Alunos mantêm ocupação no Centro Paula Souza em São Paulo

SÃO PAULO – Após suspensão de reintegração de posse e com previsão de audiência de conciliação pela Justiça de São Paulo, a ocupação no Centro Paula Souza, centro da cidade, feita por estudantes da rede pública estadual entra no sexto dia, nesta terça-feira. Os jovens dormem em colchonetes e em camas improvisadas com cobertores. O número de unidades ocupadas, no entanto, pode ser maior. Por volta das 10h, através de uma rede social, os alunos afirmaram que invadiram a Etec Jaraguá e Etec Pirituba.

Os estudantes protestam contra falta de merenda completa nas Etecs e Fatecs e os cortes nos repasses para a educação. O Centro Paula Souza é uma autarquia do governo estadual. O prédio invadido reúne a administração central do Centro Paula Souza, a Etec Santa Ifigênia e o Centro de Capacitação. As aulas estão suspensas.

Na segunda-feira, o Tribunal de Justiça de São Paulo suspendeu a reintegração de posse do prédio, depois que a Tropa de Choque da Polícia Militar invadiu o local por volta das 11h. A entrada dos policiais no prédio foi marcada por tensão. Os estudantes ajoelharam, ergueram as mãos, mas prometeram resistir até a reivindicação ser atendida.
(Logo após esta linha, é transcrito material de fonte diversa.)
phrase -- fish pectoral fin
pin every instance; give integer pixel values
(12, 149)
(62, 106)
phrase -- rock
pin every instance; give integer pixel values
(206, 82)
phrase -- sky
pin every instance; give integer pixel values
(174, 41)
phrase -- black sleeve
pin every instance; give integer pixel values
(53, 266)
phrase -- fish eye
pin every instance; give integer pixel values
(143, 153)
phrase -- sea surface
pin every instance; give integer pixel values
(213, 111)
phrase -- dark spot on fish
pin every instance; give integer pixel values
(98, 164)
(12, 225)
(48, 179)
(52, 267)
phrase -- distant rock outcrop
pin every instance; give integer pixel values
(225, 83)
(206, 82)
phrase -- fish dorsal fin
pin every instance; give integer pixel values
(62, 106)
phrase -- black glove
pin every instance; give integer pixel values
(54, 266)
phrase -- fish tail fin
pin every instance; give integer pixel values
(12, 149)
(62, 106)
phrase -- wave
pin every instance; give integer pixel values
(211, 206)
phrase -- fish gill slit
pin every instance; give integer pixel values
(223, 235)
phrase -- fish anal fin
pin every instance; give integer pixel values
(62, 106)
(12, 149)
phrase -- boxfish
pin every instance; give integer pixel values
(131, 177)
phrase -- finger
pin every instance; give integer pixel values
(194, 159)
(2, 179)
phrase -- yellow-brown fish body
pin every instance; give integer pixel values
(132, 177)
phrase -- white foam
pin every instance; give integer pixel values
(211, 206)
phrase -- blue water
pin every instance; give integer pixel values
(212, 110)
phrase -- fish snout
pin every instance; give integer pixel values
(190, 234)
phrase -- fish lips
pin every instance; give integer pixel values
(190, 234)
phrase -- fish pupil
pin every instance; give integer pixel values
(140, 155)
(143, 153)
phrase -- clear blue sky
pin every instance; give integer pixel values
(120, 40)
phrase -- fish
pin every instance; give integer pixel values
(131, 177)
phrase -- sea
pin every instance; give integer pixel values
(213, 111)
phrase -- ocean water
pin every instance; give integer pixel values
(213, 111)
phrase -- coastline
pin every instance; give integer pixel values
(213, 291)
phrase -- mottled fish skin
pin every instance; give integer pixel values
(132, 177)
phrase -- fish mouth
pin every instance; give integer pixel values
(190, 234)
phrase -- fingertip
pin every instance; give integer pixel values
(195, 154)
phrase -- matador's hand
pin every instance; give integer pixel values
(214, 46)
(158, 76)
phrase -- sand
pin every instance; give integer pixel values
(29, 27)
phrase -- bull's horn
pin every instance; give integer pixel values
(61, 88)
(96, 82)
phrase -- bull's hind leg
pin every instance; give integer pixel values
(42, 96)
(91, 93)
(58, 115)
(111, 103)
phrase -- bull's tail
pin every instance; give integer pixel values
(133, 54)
Não houve confronto e na noite de segunda-feira a tropa deixou o prédio.

O vice-governador de São Paulo Márcio França (PSB) aceitou receber uma comissão dos estudantes nos próximos dias. Ao longo da segunda-feira, algumas manifestações isoladas foram registradas em outras Etecs da capital, mas sem prejuízo das aulas. Os estudantes da Etec Paulistano instalaram-se nas dependências administrativas da unidade, mas os funcionários trabalharam normalmente.

Em resposta à reivindicação de merenda, por nota, o Centro Paula Souza informou que “está sendo criada uma Comissão Intersetorial de Governança da Alimentação Escolar com o objetivo de discutir e implementar propostas de melhorias imediatas na distribuição e oferta de alimentação escolar”.

A “máfia da merenda escolar”, esquema de corrupção que atingiu 22 prefeituras do estado, além do governo Geraldo Alckmin (PSDB), também é um dos motivos do protesto dos alunos da escola pública.

Alunos da ETEC Einstein, que fica na Casa Verde, Zona Norte, contam que os problemas vão além da merenda. – Temos que dividir livros porque não tem material para todos. E nossa unidade é uma das melhores. Em bairros mais afastados, a situação é mais complicada: faltam material e até professores. É muito mais que a questão da merenda – relatam os jovens.